Thursday, March 27, 2014

Gentlemen Prefer Blondes

Gentlemen Prefer Blondes
August 1953
Fox
Comedy, Musical, Romance
DVD
A-

A sometimes giddy, always fun, musical that has little to do with the book it's based on (it's probably more like the intervening stageplay), and improves on it in every respect.  (My review of Loos's novel is here http://rereadingeverybookiown.blogspot.com/2012/04/gentlemen-prefer-blondes.html)  The movie is chockful of people who'd done other movies (see below), but basically I watch it for the two leads, smart-when-she-wants-to-be Lorelei played by Marilyn Monroe and cynical-but-romantic Dorothy played by Jane Russell.  They both look gorgeous in Technicolor, but they're also screamingly hilarious.  And it's hard for me to think of another musical with such a great soundtrack.  My favorite number is "Ain't There Anyone Here for Love?", where Russell sings of her sexual frustration to a bunch of Code-teasing possibly gay athletes.  She also becomes one of the first Marilyn impersonators when she does a burlesque (in a double sense) of "Diamonds Are a Girl's Best Friend."  Marilyn's own version is fabulous, although the set there does contain a very BDSM chandelier.  (It's the most twisted thing I've seen done to chorus girls since Flying Down to Rio.
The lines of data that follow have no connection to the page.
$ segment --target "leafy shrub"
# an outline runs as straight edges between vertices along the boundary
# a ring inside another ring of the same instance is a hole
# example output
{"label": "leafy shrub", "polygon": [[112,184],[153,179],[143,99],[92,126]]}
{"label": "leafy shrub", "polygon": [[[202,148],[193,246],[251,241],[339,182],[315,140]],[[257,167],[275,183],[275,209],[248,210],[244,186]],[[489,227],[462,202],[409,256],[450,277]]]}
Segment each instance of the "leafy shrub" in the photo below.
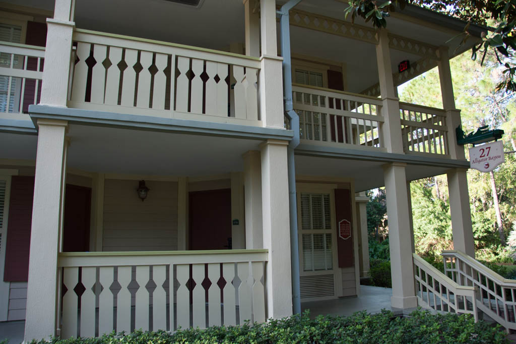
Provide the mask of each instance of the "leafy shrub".
{"label": "leafy shrub", "polygon": [[373,285],[376,287],[392,288],[391,278],[391,261],[373,259],[370,262],[369,274]]}
{"label": "leafy shrub", "polygon": [[[47,344],[42,340],[38,344]],[[169,334],[164,331],[130,334],[112,333],[99,338],[54,339],[53,344],[181,344],[220,343],[508,343],[505,334],[472,317],[430,314],[421,309],[408,318],[395,317],[383,310],[365,311],[348,317],[319,316],[311,319],[308,312],[267,323],[238,326],[189,329]],[[33,341],[33,344],[37,342]]]}
{"label": "leafy shrub", "polygon": [[369,257],[372,259],[391,259],[389,253],[389,239],[381,242],[378,242],[374,239],[369,240]]}

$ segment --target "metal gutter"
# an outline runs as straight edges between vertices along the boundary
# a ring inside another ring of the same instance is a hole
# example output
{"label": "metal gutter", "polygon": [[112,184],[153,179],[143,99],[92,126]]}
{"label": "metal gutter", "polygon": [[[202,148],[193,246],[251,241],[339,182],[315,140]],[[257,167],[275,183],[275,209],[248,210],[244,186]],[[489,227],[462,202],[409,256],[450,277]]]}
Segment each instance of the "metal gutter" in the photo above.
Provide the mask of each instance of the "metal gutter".
{"label": "metal gutter", "polygon": [[292,74],[291,62],[290,27],[288,11],[302,0],[289,0],[277,11],[280,15],[280,39],[283,55],[283,99],[285,113],[294,137],[288,143],[287,164],[288,168],[288,200],[290,207],[291,264],[292,280],[292,310],[301,314],[301,288],[299,285],[299,246],[297,230],[297,199],[296,194],[296,166],[294,150],[299,144],[299,117],[294,111],[292,102]]}

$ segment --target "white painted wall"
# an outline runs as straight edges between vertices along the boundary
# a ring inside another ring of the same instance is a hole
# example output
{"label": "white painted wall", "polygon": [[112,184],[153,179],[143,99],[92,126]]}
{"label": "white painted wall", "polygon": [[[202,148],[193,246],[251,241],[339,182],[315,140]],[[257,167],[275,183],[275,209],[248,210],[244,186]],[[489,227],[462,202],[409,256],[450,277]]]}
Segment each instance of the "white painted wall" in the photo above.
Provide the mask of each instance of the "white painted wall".
{"label": "white painted wall", "polygon": [[146,180],[143,202],[138,180],[106,179],[103,251],[178,249],[178,183]]}

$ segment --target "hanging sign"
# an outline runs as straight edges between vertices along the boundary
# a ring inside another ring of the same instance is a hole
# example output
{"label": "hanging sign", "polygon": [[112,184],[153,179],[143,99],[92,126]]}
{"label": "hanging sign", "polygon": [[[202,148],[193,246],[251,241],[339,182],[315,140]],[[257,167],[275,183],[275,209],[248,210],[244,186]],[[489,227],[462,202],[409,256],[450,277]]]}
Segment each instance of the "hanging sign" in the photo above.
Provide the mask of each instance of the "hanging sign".
{"label": "hanging sign", "polygon": [[347,220],[341,220],[338,223],[338,236],[346,240],[351,237],[351,224]]}
{"label": "hanging sign", "polygon": [[501,140],[470,148],[470,166],[480,172],[490,172],[504,161]]}

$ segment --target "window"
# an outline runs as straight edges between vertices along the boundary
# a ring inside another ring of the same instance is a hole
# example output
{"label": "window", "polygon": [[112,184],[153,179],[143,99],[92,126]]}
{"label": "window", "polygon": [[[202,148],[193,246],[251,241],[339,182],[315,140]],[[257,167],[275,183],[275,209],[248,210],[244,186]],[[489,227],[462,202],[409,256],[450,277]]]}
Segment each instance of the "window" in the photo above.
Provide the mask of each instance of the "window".
{"label": "window", "polygon": [[329,194],[301,194],[303,270],[333,269]]}
{"label": "window", "polygon": [[322,73],[296,69],[296,83],[310,86],[324,87]]}
{"label": "window", "polygon": [[[21,26],[0,23],[0,41],[21,43],[22,33]],[[13,59],[12,61],[11,58]],[[20,69],[23,67],[23,56],[20,55],[0,53],[0,67],[10,68],[12,62],[13,68]],[[15,100],[19,98],[21,85],[21,78],[12,77],[9,85],[9,77],[0,75],[0,112],[19,112],[20,104]],[[8,100],[9,108],[7,108]]]}

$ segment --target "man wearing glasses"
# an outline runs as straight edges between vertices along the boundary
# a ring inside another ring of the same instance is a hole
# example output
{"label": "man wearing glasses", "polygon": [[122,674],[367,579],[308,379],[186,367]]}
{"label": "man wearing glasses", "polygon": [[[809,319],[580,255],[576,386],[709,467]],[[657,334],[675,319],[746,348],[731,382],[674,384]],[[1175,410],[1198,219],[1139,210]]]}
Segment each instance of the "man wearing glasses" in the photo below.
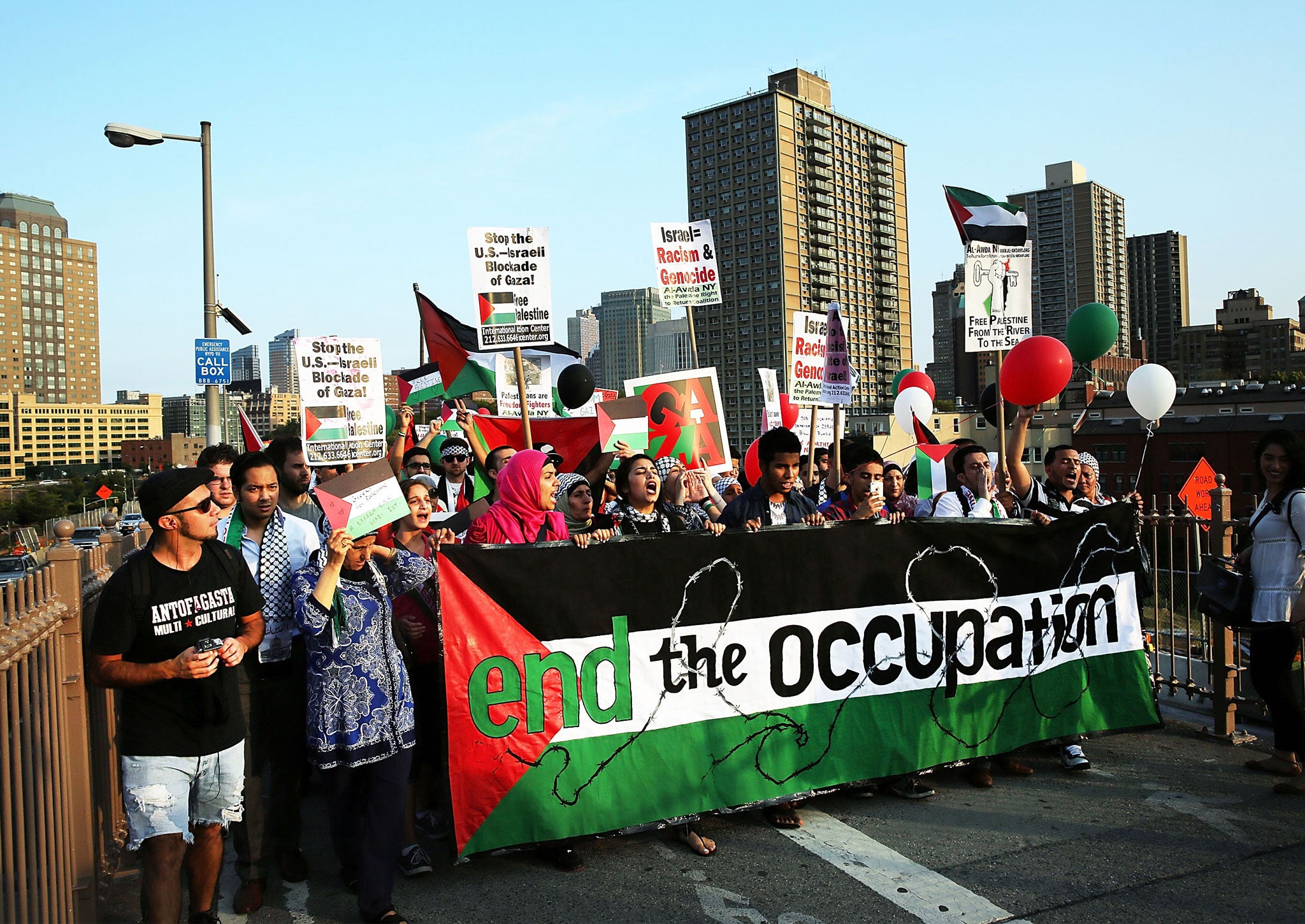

Charles Coburn comes across as more harmless-seeming but more actually more dangerous (in the sense of getting the girls in trouble with the law) than his dirty old man character in Monkey Business, while seven-year-old George Winslow has much better lines as Henry Spofford III than he did as one of the kids in MB.  Tommy Noonan (he fitting what Marilyn's Sugar would say about men with glasses in Some Like It Hot) and Elliott Reid are OK as the romantic interests, but it's really a girl-buddy movie (a sismance?), with Russell and Monroe loyal, if bickering, friends throughout.

Rolfe Sedan was in The Story of Vernon and Irene Castle.  George Dee, Arthur Dulac, and Leo Mostovoy appeared in Casablanca.  Steven Geray was in All About Eve.  Harry Carey, Jr., Henri Letondal, Ray Montgomery, Roger Moore (still not that Roger Moore), and Robert Nichols were in Hawks's Monkey Business.  Ed Fury played a muscleman in Abbott and Costello Go to Mars as well.  Jack Chefe and Alphonse Martell were in Ma and Pa Kettle on Vacation.  Jean De Briac was in both Casablanca and MaPK on Vacation.  A. Cameron Grant was in Singin' in the Rain.  Herman Boden, Joan Collenette, Jack Dodds, Colin Kenny, Matt Mattox, Frank Radcliffe, Jack Regas, Roberta Stevenson, and Marc Wilder were all in The Band Wagon.  Judy Landon and Shirley Lopez were in both.

Aladdin (no, not that Aladdin), George Chakiris, Stanley Hall, Alvy Moore, and Charles Tannen would be in There's No Business Like Show Business with Marilyn.